I let him lie there for a while while I stoked his hair. My heart ached with love for him and I once again held back the tears that where stinging my eyes.

After a while I tucked him into bed. After his prayers he reached out and gave me a big bear hug, a little bit stronger than most nights, then he gave me a big kiss and another tight squeeze.

"I love you, Mom."

"I love you too baby bear."

I really wish love did conquer all.

9 comments:

Shannon said...

All of these heavy issues they have to work out before their time. It's tough.

I'll bet he feels better about himself after his talk with you.

Jonah said...

Tell him you understand that it's hard to be different, validate his feelings that he is different, and maybe point out the ways in which other people are different too.

Does he know any other diabetics?

Vivian said...

I agree with Jonah, tell him he is normal, he is just different. Every single person is different. Daniel just explained this to me this morning while turning his socks wrong side out because "they feel better that way". lol
Please tell Mr. Riley that it is a good thing to be different. That is what makes him special and, well, him. We all love who he is and who he will become.

Penny said...

Jonah,

Thank you for your suggestions. I was so ready last night to prove to him that he is normal that I didn't think to validate his feelings of being different.

I did point out to him how some other people are different. Yes, he knows two other boys who have diabetes. Both of them are in my older son's class. (They are 16.) One of them wears a pump and the other one does not.


Vivian,

Thanks. I did try to tell Riley that everyone is different and nobody is really the same. I even pointed out a boy in his class who can't eat certain things because they make him hyper. I told him that didn't make that boy abnormal.

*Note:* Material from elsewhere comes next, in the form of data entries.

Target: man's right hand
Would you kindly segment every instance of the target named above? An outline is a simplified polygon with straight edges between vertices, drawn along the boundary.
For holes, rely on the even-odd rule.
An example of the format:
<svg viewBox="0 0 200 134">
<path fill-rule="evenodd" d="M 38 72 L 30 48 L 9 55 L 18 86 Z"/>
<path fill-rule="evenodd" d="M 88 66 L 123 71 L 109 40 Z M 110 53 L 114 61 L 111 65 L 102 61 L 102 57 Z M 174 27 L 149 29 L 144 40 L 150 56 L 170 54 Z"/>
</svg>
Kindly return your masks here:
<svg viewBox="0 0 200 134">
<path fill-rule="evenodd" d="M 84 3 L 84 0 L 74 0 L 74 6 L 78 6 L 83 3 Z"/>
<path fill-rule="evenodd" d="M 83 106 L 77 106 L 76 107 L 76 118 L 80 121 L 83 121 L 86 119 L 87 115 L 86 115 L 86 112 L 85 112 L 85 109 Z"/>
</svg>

It's just hard to convey to a 5 year old that being different and being abnormal are not the same thing. And, by "not normal" he might have meant different. But, as a mother when you hear your child say they are not normal you just want to fix it.

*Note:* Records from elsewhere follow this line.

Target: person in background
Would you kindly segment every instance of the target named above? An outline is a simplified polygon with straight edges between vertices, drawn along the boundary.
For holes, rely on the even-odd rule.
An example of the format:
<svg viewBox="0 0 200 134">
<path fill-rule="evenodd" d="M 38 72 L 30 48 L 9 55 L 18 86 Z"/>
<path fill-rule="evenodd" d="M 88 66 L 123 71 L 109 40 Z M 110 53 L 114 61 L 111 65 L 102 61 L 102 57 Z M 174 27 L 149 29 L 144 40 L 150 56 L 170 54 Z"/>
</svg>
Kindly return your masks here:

Agh. I wasn't cut out for this.

M said...

Delurking to say I've got monster tears rollin here.

My 13 year old dd asked me the other day what she will do with her pump on her wedding day. Heartbreaking.

Vivian said...

Penny, Big Hugs to you. I know it is hard and I understand that feeling of wanting to fix it. You are doing a great job and apparently God thought you were perfectly cut out to do this. =) This very conversation with Riley, while a very tough one, will help shape the compassion and caring that will only make your son that much more of an awesome man.
Please know my heart is with you on this one. I hope he soon realizes how wonderful he really is.

Donna said...

Penny,
I definitely agree with Vivian. God knew you WERE cut out for this. You did a great job explaining things to Riley & how you kept from bawling at that time is beyond me. You are such a strong person - stronger than you think. I'm sure Riley was reassured by your words & hugs. Sometimes that's all a little boy needs to get him through a difficult time - a hug from mommy. Even though this was a difficult situation, it was also a time to cherish between mother & child. You'll remember these moments when he's grown - as treasured times between the two of you.

Jamie said...

I'm proud of you Penny - you handled that wonderfully.

I've already had my child ask me when her diabetes is going to go away. She asked me a year ago when she was two and couldn't really even fully understand what was going on and even that was very difficult for me.

I dread these questions as they creep up, cause I know they're going to - but reading how Moms like you are handling it gives me the confidence I'll handle the questions just as well as you have :)

Bernard said...

Penny

God bless all of you. I just read this and my eyes are stinging with tears as I type.

Unfortunately Riley is different, but not in any sense that matters all that much.

Ask the 'normal' people, they're all different too. Thank God.

And thanks for being such a great Mom for Riley. He's blessed.